You're trying to iterate quicker. What was the
first thing that you used this AI tool to help
solve? Okay, so... Where'd you start? Yeah, it
never started as a fixer bot. It actually started
just on the basis of, you know, go into the system
and tell me what went wrong and why did the Docker
container stop? That's all. What I used to do
is creating a simple LLM workflow in which I
copied the output of the Docker logs, pasted
it into the LLM, letting it know whatever the
data I have, I'm giving it to you, tell me what
went wrong. So then it explains me what went
wrong one by one. And that's when I thought that,
okay, this is one portion of it. Why not I use
the same portion for every single container that
I have, but I want to automate it so that all
I tell it is that, okay, go to this container
and check it out rather than me copy pasting
the logs and putting it and whatever it is. So
for that, I needed to give it access to the terminal,
right? So that's where the SSH access came in.
And that became a sub workflow because I still
needed to keep it safe so that the LLM just can't,
you know, write anything. I put the guardrail
over there so that it can only write stuff like
Docker PS or Docker logs. And it did the same
thing for me, told me what is going wrong or
how the system is working. And that's where it
started. And that's where it saved tons of time,
me just copy pasting stuff, me just looking in
the wrong places, because I have to look to all
of those containers to see what is going wrong.
So instead of that, I know exactly where I need
to narrow my focus. That's where it all started.
And then you just iterated on that and started
adding more features. Yeah, yeah, absolutely.
What does future development look like for TARS?
Like, let's say the next three, six months, assuming
you have the runway and you have the time, what
features would you like to add? That is a really
good question. Well, TARS in itself is, I don't
want to say limited. Limited is not the right
word because two, three months ago, I was pretty
astonished as to what TARS could do with the
tools that it had. And that itself was a huge
accomplishment over there. But now after a couple
of months when I use it regularly, I feel that
I could go more. So I could give it access to
more tools. I can give it access to the infrastructure,
maybe Terraform and go from understanding what
resources my system needs. And if it's lagging
somewhere, what is the focus that I should maybe
increase some resources somewhere or maybe give
it access to. change stuff in Terraform or something
like that. That's Terraform side of things, infrastructure.
And that's one more tool to think about other
than just, you know, GitHub actions and SSH access.
Let's say you have teams that are interested
in experimenting with agents in CICD, but they're
apprehensive. Do you have any advice for how
to get started or where to start? Yep, yep. So
it never starts with an LLM, I'll tell you that.
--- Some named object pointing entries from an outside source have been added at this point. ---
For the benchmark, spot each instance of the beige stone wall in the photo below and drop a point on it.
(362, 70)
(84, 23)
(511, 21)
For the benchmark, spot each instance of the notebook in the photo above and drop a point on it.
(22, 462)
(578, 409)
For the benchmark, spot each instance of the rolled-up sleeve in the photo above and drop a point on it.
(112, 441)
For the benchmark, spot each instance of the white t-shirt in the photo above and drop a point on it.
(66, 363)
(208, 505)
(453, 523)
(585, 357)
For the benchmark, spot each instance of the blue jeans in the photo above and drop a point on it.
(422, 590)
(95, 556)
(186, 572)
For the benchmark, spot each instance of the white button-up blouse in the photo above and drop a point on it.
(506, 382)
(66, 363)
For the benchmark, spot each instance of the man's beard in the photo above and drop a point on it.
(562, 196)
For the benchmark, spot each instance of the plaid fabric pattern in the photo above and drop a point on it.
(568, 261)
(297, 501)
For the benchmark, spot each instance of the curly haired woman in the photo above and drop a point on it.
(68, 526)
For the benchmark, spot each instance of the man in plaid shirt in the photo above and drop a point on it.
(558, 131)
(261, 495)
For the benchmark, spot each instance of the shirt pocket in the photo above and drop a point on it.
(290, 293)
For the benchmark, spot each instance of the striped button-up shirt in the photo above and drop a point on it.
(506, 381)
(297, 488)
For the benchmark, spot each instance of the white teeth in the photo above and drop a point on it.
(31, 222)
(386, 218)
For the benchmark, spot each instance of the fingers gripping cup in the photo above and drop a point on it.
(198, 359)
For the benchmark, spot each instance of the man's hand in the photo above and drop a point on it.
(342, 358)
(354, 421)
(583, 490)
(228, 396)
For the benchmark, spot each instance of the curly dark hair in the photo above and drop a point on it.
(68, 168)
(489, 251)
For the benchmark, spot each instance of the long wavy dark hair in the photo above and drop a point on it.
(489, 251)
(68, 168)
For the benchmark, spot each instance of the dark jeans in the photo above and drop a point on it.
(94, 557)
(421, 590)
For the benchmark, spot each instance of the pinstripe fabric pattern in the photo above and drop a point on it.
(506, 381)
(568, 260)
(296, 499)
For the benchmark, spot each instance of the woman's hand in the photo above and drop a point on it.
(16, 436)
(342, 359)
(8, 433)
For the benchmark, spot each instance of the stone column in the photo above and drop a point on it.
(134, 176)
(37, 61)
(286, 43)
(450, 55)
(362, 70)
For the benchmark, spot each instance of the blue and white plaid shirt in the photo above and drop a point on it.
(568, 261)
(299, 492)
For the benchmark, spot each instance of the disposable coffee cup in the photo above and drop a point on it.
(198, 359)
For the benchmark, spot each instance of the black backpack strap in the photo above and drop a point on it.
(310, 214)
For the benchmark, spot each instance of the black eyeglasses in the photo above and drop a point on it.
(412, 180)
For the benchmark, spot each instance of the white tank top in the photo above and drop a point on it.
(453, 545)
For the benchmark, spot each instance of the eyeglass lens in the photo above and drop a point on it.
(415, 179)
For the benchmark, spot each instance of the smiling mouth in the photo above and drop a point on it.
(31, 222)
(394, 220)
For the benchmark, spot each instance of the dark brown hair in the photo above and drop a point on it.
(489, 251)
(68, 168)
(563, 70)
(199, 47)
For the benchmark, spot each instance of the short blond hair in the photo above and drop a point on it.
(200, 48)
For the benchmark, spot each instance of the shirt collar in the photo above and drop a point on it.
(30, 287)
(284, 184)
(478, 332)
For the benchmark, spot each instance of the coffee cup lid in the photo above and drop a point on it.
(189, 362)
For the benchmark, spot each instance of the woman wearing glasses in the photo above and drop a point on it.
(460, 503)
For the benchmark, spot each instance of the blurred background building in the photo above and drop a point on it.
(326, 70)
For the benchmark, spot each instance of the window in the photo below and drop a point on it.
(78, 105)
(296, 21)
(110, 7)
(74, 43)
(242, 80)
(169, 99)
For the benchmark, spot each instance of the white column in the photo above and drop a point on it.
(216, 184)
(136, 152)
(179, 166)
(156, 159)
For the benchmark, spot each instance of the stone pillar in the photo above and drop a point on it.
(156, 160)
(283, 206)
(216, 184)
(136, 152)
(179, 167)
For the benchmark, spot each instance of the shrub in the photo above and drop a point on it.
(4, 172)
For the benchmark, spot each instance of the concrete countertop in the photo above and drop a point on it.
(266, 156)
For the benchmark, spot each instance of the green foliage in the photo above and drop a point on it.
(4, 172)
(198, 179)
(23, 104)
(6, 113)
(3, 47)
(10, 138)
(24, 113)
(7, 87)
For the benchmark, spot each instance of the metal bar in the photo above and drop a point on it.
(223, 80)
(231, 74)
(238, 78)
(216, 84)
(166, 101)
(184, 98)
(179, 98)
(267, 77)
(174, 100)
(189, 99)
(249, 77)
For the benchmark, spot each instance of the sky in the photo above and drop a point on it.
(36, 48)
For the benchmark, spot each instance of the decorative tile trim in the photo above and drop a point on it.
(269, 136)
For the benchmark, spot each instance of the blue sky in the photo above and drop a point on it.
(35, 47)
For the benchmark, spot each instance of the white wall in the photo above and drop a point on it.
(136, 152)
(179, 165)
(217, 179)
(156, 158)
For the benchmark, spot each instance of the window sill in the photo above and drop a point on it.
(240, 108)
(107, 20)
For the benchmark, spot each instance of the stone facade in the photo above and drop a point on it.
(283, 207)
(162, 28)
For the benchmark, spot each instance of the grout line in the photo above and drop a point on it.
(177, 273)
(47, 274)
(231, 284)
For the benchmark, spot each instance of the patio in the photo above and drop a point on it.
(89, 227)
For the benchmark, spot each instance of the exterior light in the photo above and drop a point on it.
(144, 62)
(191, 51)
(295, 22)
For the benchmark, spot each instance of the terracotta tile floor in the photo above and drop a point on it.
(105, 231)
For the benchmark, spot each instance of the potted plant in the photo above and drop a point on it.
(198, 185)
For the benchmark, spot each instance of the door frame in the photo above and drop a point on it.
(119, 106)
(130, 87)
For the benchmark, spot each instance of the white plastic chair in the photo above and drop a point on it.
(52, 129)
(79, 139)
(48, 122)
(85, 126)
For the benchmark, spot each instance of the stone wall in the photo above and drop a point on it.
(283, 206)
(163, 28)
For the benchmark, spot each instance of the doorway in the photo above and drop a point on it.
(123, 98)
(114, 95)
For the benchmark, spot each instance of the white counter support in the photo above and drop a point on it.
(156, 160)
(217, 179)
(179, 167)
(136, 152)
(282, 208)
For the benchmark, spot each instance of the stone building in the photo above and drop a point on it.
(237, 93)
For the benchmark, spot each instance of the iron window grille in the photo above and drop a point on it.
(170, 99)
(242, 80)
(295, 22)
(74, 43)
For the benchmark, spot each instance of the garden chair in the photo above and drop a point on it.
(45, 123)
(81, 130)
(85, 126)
Yes, we are trying to embed AI into it, but it
never starts with an LLM. It always starts with...
actually getting your thoughts and putting it
into a paper, putting it into steps, logical
steps that I can program first and then take
that program and understand how an LLM will be
effective in what positions. Because if you don't
really have a work plan or a game plan to begin
with, then the AI will also be as confused as
you were. Yeah. That's where I'll start. So what's
your take on fully autonomous AI ops agents?
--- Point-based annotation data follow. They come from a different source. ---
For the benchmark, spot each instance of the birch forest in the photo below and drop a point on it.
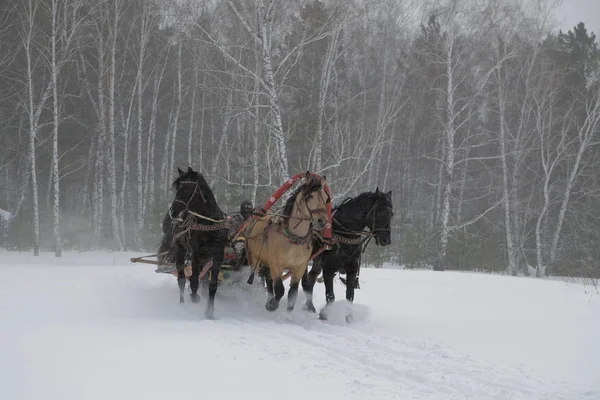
(480, 116)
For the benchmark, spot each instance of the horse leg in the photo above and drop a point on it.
(328, 274)
(179, 263)
(308, 284)
(196, 264)
(293, 292)
(214, 283)
(269, 282)
(350, 286)
(273, 303)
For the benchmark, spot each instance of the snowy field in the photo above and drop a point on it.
(95, 326)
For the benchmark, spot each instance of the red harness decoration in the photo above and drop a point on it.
(273, 199)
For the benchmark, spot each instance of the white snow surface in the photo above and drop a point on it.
(5, 215)
(94, 326)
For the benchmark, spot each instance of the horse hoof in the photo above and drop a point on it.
(272, 305)
(310, 308)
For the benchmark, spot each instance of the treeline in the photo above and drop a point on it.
(481, 120)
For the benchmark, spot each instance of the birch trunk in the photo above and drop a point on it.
(511, 254)
(264, 42)
(149, 194)
(192, 112)
(55, 122)
(112, 175)
(177, 110)
(328, 63)
(449, 160)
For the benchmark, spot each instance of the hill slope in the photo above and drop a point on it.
(94, 326)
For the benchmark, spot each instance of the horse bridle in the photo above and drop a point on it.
(366, 234)
(311, 211)
(185, 204)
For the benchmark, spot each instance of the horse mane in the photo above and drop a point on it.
(356, 202)
(312, 185)
(347, 210)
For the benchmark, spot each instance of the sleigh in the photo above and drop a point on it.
(234, 252)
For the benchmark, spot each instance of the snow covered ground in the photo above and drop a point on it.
(95, 326)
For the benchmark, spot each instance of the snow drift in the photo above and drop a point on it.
(94, 326)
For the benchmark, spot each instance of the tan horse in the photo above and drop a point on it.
(285, 242)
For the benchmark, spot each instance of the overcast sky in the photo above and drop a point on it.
(571, 12)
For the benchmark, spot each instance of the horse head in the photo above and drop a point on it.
(310, 201)
(190, 187)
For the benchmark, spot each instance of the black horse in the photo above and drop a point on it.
(373, 210)
(196, 224)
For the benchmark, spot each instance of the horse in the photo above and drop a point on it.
(373, 210)
(285, 241)
(197, 225)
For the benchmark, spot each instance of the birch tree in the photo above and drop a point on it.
(38, 88)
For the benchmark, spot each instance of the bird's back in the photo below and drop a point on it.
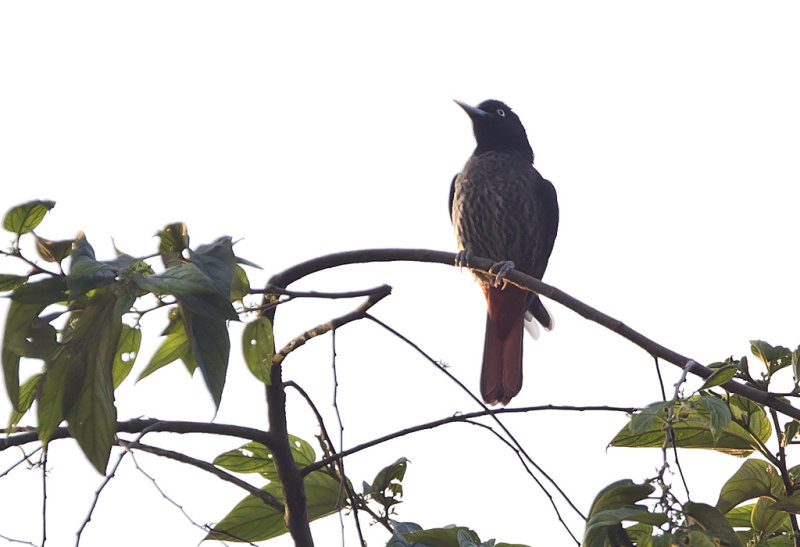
(503, 209)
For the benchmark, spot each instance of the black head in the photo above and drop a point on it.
(497, 128)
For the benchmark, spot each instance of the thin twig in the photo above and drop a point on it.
(263, 495)
(519, 455)
(456, 419)
(493, 416)
(298, 271)
(44, 497)
(138, 425)
(374, 297)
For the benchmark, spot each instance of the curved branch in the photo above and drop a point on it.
(285, 278)
(263, 495)
(152, 425)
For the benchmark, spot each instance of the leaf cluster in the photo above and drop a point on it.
(80, 321)
(755, 505)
It's scary. Because I myself am not a very big
fan of, you know, I don't want to say it out
loud, but I don't really believe a lot in experience
counts. Because I believe if you're smart enough
to do the smart thing, then sometimes even you
can, you know, outgrow experienced people. If
you know where to look and how things work very
logically instead of, you know, just gut feeling.
Because experienced people tend to do that more.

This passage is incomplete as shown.